Incluso Sociedad Civil Catalana ha hecho de la palabra seny su bandera. ¡El seny!, la gran coartada del nacionalismo. No fue a gritos sino envuelto en el seny como Pujol socavó las bases de la convivencia en Cataluña. Como impuso un modelo educativo y lingüístico incompatible con la libertad. Como convirtió los medios públicos en ejércitos de choque. Como impuso una estrategia de intimidación que derivó prontísimo –no ahora– en escraches, marginación y violencia. Valls debe saber que los dos millones de catalanes que salieron a la calle el 8 de octubre de 2017 no lo hicieron por la recuperación del seny, sino contra la traición del catalanismo. Y aquí incrusto otro sumario: no es que el catalanismo fuera traicionado, es que el catalanismo traicionó a su ciudadanía. Lo ha hecho ahora: el catalanismo es al nacionalismo lo que el nacionalismo al separatismo y el huevo a la serpiente. Y lo hizo en los años 30 del siglo pasado. Hasta el punto de que un catalanista tendría que asumir hoy la insoportable paradoja de la implicación de su corriente reivindicativa y sentimental en dos golpes de Estado. Cambó, ¡contra Catalunya! Y si no me creen a mí –otra gabacha y además medio porteña– al menos lean a Boadella: «Cambó representa el fracaso del catalanismo en el plano político. Significa la imposibilidad de controlar una política sentimental más allá de aspectos puramente folclóricos. Su partido regionalista se escindió y derivó en la división y el enfrentamiento entre catalanes. Las masas acabaron gritando: ¡Visca Macià! Mori Cambó! En la etapa final de su vida y ante el desastre que llevó a la guerra civil, Cambó acabó tomando partido por Franco y contra la revolución. Este fracaso debería servir como gran lección a las nuevas generaciones para no alentar políticas identitarias.
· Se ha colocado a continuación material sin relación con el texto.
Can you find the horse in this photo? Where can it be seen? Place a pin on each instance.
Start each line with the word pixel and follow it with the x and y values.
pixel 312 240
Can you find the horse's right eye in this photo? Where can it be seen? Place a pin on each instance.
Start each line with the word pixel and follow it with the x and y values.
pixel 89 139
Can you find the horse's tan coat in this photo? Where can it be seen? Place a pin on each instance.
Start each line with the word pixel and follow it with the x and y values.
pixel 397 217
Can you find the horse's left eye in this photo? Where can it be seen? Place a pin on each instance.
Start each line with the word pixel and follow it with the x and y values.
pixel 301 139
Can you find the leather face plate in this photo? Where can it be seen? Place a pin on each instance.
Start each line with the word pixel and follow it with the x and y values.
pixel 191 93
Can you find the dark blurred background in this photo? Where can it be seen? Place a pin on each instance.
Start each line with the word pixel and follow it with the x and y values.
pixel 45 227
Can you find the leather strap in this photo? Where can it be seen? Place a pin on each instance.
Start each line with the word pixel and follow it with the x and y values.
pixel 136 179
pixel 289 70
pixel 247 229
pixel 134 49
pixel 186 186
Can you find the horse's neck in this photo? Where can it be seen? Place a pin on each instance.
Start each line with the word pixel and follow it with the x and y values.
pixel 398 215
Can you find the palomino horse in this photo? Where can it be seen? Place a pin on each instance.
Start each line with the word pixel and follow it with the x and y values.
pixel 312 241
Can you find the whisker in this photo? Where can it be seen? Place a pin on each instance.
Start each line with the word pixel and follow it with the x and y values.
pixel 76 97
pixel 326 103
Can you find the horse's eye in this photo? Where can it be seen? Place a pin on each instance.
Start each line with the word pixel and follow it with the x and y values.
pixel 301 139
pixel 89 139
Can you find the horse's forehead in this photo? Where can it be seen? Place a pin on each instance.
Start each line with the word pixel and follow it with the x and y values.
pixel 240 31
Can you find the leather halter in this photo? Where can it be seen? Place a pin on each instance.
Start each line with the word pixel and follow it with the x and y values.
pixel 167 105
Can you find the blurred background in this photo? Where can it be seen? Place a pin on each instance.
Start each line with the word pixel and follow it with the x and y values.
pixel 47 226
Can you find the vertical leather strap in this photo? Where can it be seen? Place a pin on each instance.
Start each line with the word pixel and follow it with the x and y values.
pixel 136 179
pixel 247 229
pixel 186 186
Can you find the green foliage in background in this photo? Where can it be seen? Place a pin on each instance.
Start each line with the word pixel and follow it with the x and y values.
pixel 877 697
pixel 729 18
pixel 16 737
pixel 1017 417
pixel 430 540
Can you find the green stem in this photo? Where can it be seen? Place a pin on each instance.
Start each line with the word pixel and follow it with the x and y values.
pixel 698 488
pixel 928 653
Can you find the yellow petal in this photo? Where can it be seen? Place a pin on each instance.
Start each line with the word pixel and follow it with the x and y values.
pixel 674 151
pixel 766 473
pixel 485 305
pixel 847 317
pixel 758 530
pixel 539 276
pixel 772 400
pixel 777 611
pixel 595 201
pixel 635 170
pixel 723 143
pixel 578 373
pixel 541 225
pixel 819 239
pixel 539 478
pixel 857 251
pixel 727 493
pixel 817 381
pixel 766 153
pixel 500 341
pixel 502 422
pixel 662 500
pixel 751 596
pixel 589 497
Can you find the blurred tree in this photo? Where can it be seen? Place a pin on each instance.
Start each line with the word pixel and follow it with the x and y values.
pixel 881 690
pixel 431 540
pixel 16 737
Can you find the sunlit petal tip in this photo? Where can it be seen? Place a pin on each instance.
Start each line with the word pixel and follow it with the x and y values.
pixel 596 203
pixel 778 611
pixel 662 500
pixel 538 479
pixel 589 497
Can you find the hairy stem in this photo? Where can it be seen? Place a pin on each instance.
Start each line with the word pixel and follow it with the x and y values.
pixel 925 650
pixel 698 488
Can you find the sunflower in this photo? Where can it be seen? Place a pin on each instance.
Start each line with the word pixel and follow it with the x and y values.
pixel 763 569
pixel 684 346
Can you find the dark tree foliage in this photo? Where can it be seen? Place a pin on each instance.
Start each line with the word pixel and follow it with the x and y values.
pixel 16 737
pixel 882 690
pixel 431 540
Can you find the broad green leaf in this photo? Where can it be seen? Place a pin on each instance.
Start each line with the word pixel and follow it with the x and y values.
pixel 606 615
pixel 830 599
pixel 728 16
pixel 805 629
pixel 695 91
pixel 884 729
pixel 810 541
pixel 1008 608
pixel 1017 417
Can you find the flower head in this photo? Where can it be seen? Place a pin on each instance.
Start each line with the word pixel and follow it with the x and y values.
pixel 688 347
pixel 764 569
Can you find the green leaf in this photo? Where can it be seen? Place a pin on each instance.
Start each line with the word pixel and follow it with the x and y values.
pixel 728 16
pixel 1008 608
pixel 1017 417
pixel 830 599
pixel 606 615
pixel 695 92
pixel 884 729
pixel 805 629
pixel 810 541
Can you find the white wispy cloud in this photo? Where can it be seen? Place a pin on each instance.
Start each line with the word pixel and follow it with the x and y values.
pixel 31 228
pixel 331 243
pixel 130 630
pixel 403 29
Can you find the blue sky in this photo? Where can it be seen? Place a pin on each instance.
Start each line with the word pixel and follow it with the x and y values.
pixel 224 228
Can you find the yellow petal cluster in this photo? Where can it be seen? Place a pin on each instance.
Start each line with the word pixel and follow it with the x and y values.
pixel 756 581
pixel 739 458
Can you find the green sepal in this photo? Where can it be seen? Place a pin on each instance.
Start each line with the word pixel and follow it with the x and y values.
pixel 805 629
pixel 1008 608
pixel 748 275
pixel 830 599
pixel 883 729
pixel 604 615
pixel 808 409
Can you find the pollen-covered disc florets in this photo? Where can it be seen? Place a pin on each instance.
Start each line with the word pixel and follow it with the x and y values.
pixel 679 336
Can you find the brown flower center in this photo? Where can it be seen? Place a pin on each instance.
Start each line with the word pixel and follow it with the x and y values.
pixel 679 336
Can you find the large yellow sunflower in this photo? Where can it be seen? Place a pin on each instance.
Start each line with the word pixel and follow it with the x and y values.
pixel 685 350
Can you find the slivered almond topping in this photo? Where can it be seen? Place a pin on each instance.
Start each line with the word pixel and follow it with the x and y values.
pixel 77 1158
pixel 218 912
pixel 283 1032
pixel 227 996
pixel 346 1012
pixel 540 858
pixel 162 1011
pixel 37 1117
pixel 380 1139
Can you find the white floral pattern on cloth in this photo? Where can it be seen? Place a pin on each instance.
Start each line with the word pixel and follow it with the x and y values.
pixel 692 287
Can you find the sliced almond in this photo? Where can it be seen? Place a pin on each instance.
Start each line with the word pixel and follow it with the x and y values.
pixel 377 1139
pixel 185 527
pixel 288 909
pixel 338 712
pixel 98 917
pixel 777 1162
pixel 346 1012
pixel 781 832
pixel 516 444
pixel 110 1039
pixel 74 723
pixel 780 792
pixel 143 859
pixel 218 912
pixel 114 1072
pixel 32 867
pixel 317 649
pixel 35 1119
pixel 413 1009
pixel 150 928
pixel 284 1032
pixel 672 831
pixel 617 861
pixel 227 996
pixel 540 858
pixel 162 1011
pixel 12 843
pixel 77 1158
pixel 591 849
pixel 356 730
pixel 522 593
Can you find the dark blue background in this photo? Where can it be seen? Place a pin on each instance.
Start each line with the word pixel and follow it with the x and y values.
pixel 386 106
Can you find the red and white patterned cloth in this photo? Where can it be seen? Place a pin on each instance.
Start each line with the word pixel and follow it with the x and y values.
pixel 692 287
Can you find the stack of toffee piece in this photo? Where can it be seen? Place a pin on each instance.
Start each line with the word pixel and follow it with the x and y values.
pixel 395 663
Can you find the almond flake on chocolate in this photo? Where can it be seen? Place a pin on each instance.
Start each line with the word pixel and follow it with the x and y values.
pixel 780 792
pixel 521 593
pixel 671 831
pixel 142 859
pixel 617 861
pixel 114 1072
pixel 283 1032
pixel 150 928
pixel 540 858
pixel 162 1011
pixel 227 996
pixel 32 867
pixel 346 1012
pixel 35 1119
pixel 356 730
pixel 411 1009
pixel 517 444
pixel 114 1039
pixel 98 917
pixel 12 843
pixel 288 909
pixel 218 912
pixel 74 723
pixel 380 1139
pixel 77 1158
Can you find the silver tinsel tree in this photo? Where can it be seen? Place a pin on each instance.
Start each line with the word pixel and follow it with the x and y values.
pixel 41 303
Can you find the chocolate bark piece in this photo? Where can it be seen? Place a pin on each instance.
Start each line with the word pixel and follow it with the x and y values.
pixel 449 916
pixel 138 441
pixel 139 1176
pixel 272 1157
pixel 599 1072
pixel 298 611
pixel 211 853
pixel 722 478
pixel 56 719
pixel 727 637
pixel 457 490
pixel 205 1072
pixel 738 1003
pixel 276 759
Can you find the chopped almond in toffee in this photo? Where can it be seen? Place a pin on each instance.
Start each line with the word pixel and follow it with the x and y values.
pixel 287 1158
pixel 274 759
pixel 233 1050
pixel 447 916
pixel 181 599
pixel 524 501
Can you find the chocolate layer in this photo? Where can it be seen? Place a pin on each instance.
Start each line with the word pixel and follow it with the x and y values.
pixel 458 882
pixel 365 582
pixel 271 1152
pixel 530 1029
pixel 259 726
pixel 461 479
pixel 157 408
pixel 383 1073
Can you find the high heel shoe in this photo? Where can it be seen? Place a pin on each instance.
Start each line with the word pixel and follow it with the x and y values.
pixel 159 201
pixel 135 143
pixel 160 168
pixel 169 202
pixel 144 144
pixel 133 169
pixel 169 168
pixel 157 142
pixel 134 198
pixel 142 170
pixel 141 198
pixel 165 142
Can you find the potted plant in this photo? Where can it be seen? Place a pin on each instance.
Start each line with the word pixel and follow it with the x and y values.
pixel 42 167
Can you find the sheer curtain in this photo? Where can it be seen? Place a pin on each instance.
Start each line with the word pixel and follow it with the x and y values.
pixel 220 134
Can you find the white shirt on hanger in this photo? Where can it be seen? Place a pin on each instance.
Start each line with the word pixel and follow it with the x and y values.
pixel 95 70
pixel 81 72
Son caminos que acaban afectando a la libertad y la igualdad entre ciudadanos y por consecuencia, causando graves estragos a la convivencia democrática entre españoles».

Y entre europeos.

Quizá sí convendría que Valls repasara este capítulo de la Historia antes de aceptar la candidatura a la alcaldía de Barcelona. Colau no puede. Repasar no es estudiar sino volver a hacerlo.